INFRARED ULTRAVIOLET DOUBLE-RESONANCE MEASUREMENTS ON THE RELAXATION OF ROTATIONAL ENERGY IN THE (3(1), 2(1)4(1)5(1)) FERMI RESONANCE STATES OF C2H2

Infrared-ultraviolet double resonance experiments have been performed to measure total rotational relaxation rates from a single, selected level in C2H2 induced by a variety of collision partners (M). Pulses of tunable infrared radiation from an optical parametric oscillator have been used to excite C2H2 molecules into a rotational level within one or other of the vibrational states arising from Fermi resonance between the zeroth-order 3(1) and 2(1)4(1)5(1) states.

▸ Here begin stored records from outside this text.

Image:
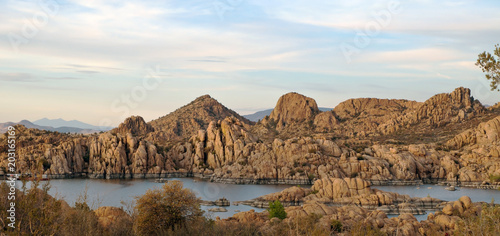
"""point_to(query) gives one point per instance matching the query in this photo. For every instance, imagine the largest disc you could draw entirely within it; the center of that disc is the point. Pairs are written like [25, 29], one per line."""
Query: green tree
[491, 66]
[276, 209]
[170, 208]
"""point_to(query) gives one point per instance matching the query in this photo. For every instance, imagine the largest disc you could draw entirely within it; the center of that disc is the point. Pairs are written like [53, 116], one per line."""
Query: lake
[102, 192]
[439, 192]
[111, 192]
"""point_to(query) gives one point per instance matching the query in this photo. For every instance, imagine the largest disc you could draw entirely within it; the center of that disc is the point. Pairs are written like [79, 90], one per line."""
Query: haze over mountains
[261, 114]
[57, 125]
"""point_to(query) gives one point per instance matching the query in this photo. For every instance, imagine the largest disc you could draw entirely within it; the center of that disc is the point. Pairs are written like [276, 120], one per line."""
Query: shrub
[169, 208]
[495, 178]
[276, 209]
[336, 226]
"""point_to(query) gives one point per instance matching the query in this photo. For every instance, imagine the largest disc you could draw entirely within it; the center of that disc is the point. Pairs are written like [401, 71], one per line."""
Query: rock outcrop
[293, 108]
[134, 125]
[379, 140]
[347, 192]
[187, 120]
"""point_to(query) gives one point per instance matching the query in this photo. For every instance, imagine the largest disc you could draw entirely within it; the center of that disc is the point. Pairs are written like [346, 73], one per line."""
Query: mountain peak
[134, 125]
[187, 120]
[293, 107]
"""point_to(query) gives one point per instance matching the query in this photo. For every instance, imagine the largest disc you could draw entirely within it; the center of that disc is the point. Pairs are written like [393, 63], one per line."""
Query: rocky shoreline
[269, 181]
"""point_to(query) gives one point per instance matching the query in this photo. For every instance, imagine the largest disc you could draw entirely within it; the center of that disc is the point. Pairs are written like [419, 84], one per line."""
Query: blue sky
[101, 61]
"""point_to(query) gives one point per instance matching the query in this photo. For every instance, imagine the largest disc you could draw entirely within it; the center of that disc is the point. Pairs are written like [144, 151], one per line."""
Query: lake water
[439, 192]
[112, 192]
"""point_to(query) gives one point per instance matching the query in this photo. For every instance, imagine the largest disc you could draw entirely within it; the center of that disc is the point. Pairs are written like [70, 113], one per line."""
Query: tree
[169, 208]
[491, 66]
[276, 209]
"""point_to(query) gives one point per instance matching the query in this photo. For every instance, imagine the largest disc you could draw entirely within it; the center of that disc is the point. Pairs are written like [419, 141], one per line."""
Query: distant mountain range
[261, 114]
[57, 125]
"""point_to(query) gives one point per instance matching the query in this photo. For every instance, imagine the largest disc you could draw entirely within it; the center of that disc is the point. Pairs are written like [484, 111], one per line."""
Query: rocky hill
[187, 120]
[450, 137]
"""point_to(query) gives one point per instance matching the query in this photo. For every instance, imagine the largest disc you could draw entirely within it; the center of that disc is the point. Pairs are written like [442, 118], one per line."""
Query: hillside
[450, 137]
[187, 120]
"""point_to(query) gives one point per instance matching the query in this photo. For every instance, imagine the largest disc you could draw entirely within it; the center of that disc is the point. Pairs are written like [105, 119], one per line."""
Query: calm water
[436, 191]
[112, 192]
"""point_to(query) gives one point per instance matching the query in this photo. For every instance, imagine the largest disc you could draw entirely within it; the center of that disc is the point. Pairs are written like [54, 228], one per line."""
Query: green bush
[276, 209]
[495, 178]
[336, 226]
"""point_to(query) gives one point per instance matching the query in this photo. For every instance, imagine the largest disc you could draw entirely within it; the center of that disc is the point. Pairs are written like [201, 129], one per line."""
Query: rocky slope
[456, 218]
[347, 192]
[366, 138]
[187, 120]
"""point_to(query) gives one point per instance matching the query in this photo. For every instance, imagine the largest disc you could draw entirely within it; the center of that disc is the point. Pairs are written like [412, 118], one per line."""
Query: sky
[102, 61]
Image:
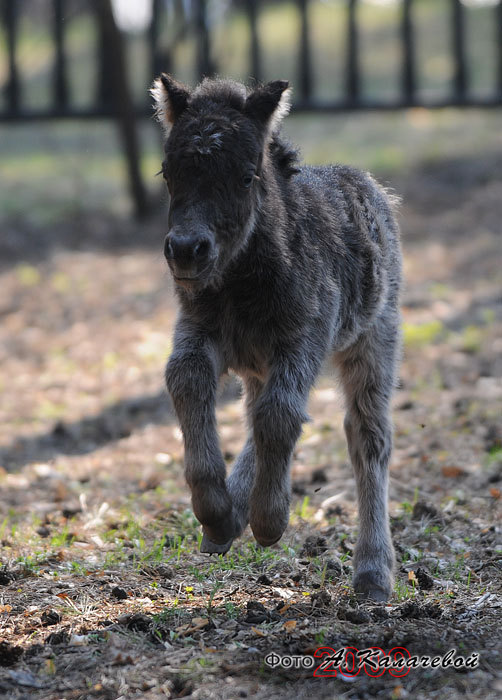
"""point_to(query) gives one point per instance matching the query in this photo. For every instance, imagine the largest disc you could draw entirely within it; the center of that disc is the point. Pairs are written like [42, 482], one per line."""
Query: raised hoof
[267, 542]
[209, 547]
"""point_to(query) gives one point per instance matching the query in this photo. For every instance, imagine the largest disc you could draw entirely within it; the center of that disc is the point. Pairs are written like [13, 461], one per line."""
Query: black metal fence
[112, 95]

Loss of population from this level was observed by making time-resolved laser-induced fluorescence measurements on the appropriate lines in the A 1A(u) - X 1-SIGMA(g)+ electronic bands of C2H2. Rate constants are presented for relaxation from the j = 12 level of the lower of the Fermi dyads with M = C2H2, He, Ne, Ar, Kr, Xe, H-2, N2, O2, CO, NO, HCl, HBr and HCN. A smaller number of results are presented for relaxation from other levels and the data are discussed in the light of energy transfer rates and collision-broadening parameters measured previously for rotational levels in other vibrational states.